Wednesday, October 14, 2009

Thoughts on Concrete

Masquerading in the mirror by the candlelight,

reveals the darker side of you.



Walking on the water instantly reveals,

the crippling weight of your concrete shoes.



Did you choose to wear that bruise?

Why would you wage a losing war?


Meet me outside the grocery store,

I always leave wanting more.

Wednesday, October 07, 2009

2009 Nobel Prize in Literature

Yes, it's that time of year: the time when the secretive Swedes burst out and unmask the winner of the Nobel Prize in Literature. To be honest, I'm getting very tired of the European writers. When you consider that nine of the past ten winners have been from European countries, ladies and gentlemen of the jury, it's time for a change.

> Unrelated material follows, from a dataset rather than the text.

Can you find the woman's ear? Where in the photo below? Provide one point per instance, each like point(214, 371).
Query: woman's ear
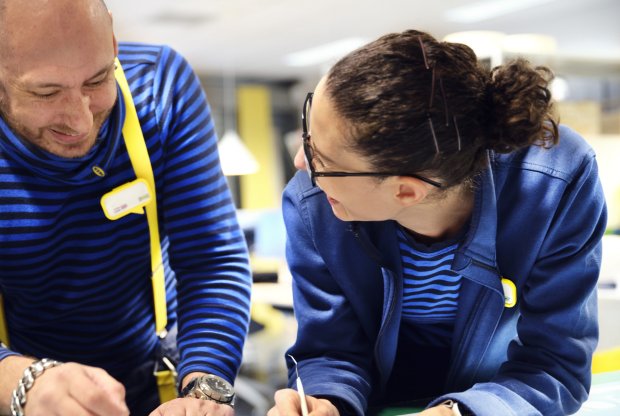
point(410, 191)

People have been talking about the American writer, Philip Roth, but what about Thomas Pynchon? Albiet a recluse (I don't even think his publishers know his face!) Pynchon churns out a novel on an average of 9 nine years, but they are nonetheless worth the wait. If the Nobel Prize is a recognition of a lifetime's contribution to the cause of literature - and it is a cause - don't his books Gravity's Rainbow, The Crying of Lot 49, Vineland, and most recently, Against the Day, put him at the top?

I ask you to consider Canada, who hasn't seen a winner (and 1976 winner Saul Bellow doesn't count. For one thing, he spent his entire writing life forcing his work on hapless undergrads at the University of Chicago; and for another, he renounced his Canadian citizenship!).

Hasn't Margaret Atwood produced a lifetime of amazing work? But don't stop there, consider Alice Munro. Sure her forte remains the short story, but the Nobel Lit prize doesn't have to be about novels. The mathematian Bertran Russell won it in 1950, and a Churchill named Winston in 1953. So it isn't just about books. Munro's stories portray characters with an array of intensions, desires, horrors, passions, and curiousities, and they are worthy. Sure she took herself out of the running for this year's Gillar Prize, but I think she'd make the trip to Sweden for a date with King Gustav!

Fine, don't consider fiction alone! Consider American historian Howard Zinn. A man of remarkable depth, vision, and clarity, a man who has seen war but advocates for peace and prosperity gives him credit. (What was that pioneering book he wrote, A People's History of the United States?)

The last North American writer to win the Nobel Prize for Literature was Toni Morrison, for her novel, Beloved, but that was 1993!

Who's it going to be? Take a look at North America!!